Saturday, April 19, 2025

Hawaii Supreme Court Finds It Trumps The U.S. Supreme Court

 

In a remarkable—not to say preposterous and invalid—decision, the Hawaii Supreme Court recently tossed out decades of Supreme Court precedent in its ruling that found no state constitutional right to carry a firearm.

The Aloha State’s highest court ignored three landmark Second Amendment Supreme Court decisions, declaring that the U.S. Supreme Court “handpicks history to make its own rules.” Which is, of course, precisely what the Hawaii Supreme Court did in its finding. The Rainbow State court’s decision reversed a lower court ruling that dismissed charges against Christopher Wilson for carrying a gun unregistered in the state, which Wilson correctly argued infringed on his Second Amendment rights.

Incredibly, the court’s ruling stated, “Conventional interpretive modalities and Hawaii’s historical tradition of firearm regulation rule out an individual right to keep and bear arms.” The court further stated that it rejects the “founding era’s” understanding of the Constitution, going so far as to quote a line from the cable TV series The Wire: “The thing about the old days, they the old days.”

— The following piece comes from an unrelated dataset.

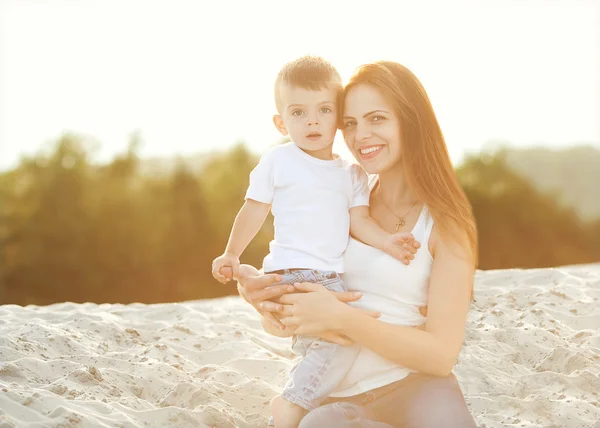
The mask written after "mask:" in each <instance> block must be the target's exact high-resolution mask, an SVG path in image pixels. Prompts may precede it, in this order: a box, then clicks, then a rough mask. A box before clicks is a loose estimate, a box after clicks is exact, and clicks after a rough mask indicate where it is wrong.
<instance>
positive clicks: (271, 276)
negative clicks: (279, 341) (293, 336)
mask: <svg viewBox="0 0 600 428" xmlns="http://www.w3.org/2000/svg"><path fill="white" fill-rule="evenodd" d="M239 276H240V278H239V280H238V285H237V289H238V293H239V294H240V296H242V298H243V299H244V300H245V301H246V302H248V303H250V304H251V305H252V306H253V307H254V309H256V311H257V312H258V313H259V314H260V315H262V316H263V317H264V318H265V319H266V320H267V321H269V323H271V324H273V325H274V326H275V327H277V328H279V329H281V330H284V329H285V326H284V325H283V324H282V323H280V322H279V320H278V319H277V318H276V317H275V315H274V314H273V313H272V312H278V311H281V310H282V309H283V306H282V305H280V304H279V303H277V302H276V301H272V300H277V299H278V298H279V297H281V296H283V295H284V294H285V293H293V292H294V291H296V289H295V288H294V286H292V285H284V284H280V285H273V284H276V283H277V282H279V281H281V276H279V275H274V274H267V275H264V274H261V273H260V272H259V271H258V270H257V269H256V268H255V267H254V266H250V265H241V266H240V271H239ZM266 303H269V305H266Z"/></svg>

“Conventional interpretive modalities?” Say what?! In averring that the court rejects the “Founding Era’s” understanding of the Constitution, which was written in the Founding Era, the 50th State’s Supreme Court has cavalierly tossed out the law of all the land, using a line from a fictional television show for its support. Amazing.

But wait, there’s more. The ruling also stated, “As the world turns, it makes no sense for contemporary society to pledge allegiance to the founding era’s culture, realities, laws, and understanding of the Constitution.” The ruling continued: “The ‘spirit of Aloha’ clashes with a federally-mandated lifestyle that lets citizens walk around with deadly weapons during day-to-day activities. The history of the Hawaiian Islands does not include a society where armed people move about the community to possibly combat the deadly aims of others.” And finally, “A free-wheeling right to carry guns in public degrades other constitutional rights.”

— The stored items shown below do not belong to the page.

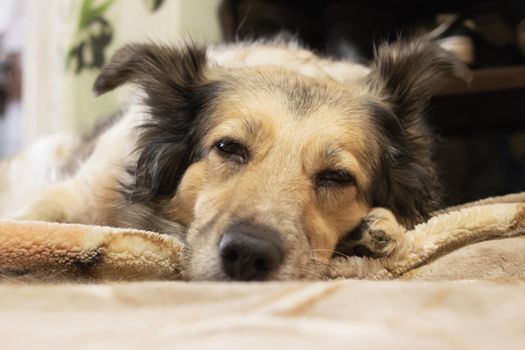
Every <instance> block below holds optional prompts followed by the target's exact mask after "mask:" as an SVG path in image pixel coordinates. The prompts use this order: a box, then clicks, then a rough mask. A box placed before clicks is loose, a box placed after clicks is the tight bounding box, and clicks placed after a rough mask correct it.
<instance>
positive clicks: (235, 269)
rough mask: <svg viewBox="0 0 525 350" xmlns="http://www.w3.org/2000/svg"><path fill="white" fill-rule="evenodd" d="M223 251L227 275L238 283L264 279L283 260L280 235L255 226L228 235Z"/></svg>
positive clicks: (276, 267)
mask: <svg viewBox="0 0 525 350" xmlns="http://www.w3.org/2000/svg"><path fill="white" fill-rule="evenodd" d="M219 252H220V256H221V260H222V268H223V270H224V272H225V273H226V275H228V276H229V277H231V278H232V279H234V280H238V281H253V280H264V279H265V278H266V277H267V276H268V275H269V274H270V273H271V272H272V271H275V270H277V268H278V267H279V265H280V264H281V261H282V260H283V252H282V249H281V244H280V243H279V240H278V237H277V234H275V233H274V232H273V231H267V230H264V229H263V230H259V229H257V228H255V227H248V228H246V227H243V228H237V229H231V230H228V231H227V232H225V233H224V234H223V235H222V238H221V241H220V243H219Z"/></svg>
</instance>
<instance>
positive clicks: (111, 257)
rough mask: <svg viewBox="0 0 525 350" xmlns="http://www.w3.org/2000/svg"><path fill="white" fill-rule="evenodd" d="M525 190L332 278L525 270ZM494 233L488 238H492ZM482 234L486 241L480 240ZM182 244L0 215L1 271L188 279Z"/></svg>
mask: <svg viewBox="0 0 525 350" xmlns="http://www.w3.org/2000/svg"><path fill="white" fill-rule="evenodd" d="M523 234H525V193H519V194H513V195H508V196H503V197H495V198H489V199H486V200H483V201H479V202H474V203H469V204H466V205H463V206H459V207H453V208H449V209H447V210H444V211H441V212H437V213H435V215H434V216H433V217H432V218H431V219H430V220H429V221H428V222H426V223H423V224H420V225H418V226H416V227H415V228H414V229H413V230H412V231H409V232H407V234H406V240H405V241H404V242H403V245H402V246H401V247H400V248H399V249H397V250H396V252H395V253H394V254H392V255H390V256H388V257H385V258H379V259H372V258H366V257H364V258H360V257H355V256H352V257H342V258H340V257H339V258H334V259H333V261H332V262H331V264H330V266H329V268H328V276H329V277H331V278H334V279H335V278H358V279H393V278H401V279H411V280H415V279H419V280H436V279H473V278H502V277H520V276H522V277H525V238H524V237H523V236H521V235H523ZM494 238H498V239H497V240H492V241H485V240H487V239H494ZM480 241H482V242H480ZM183 252H184V244H183V242H180V241H179V240H177V239H176V238H174V237H171V236H165V235H159V234H157V233H153V232H145V231H140V230H131V229H121V228H111V227H100V226H86V225H75V224H59V223H47V222H23V221H13V220H1V221H0V276H2V278H3V279H4V280H11V281H12V280H27V281H29V280H30V281H79V282H81V281H144V280H180V279H184V267H183V266H184V264H183V261H184V259H183V255H184V254H183Z"/></svg>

If individual states are to disavow understanding of the Constitution and its laws, absolute chaos will ensue, to the extent it would render The Union ungovernable—if not moot. The ruling is, in essence, a declaration of an intent to go rogue, to secede from any federal control whatsoever, at least when the mood strikes the court. The court came right out and said it doesn’t believe Hawaiians should have the right to effectively “combat the deadly aims of others,” though never addressing how Second Amendment rights could possibly “degrade other constitutional rights.”

The kicker, of course, is the ‘finding’ that the Constitution and its Bill of Rights clashes with the “Spirit of Aloha.” I’m almost speechless, an occurrence many thought impossible.

What if the Minnesota Supreme Court were to say ‘Minnesota nice’ supersedes U.S. Supreme Court rulings and the Second Amendment to the United States Constitution? Or the Wisconsin Supreme Court states that the ‘spirit of the cheesehead’ takes precedence over the Supreme Court of the United States? Pennsylvania is the Quaker State, perhaps its Supreme Court will decide that the ‘spirit of non-violence’ overrules any silly old Constitutional amendment any day, even if the Constitution was ratified by the states and has been the supreme law of the land for 238 years. Might the California Supreme Court decide that ‘California Cool’ trumps SCOTUS rulings?

 Chaos. Where the hell does this stop? A house divided cannot stand. Will a state soon cite its history and ‘spirit’ in effectively repealing, say, the Thirteenth or Nineteenth Amendments inside its borders?! This is insanity. The nation is being summarily destroyed by rogue, unelected judges…and the Democrats who agree with them will say this judicial fiat is necessary “to save our democracy.” How could anyone say that with a straight face?! Maybe they mean “their democracy” like they believe in “their truth?” In “their democracy,” the will of the majority is ignored so the radical minority can get its way all the time. But objective truth, like true evil, does exist. And their preferred form of government is not democracy. It is tyranny.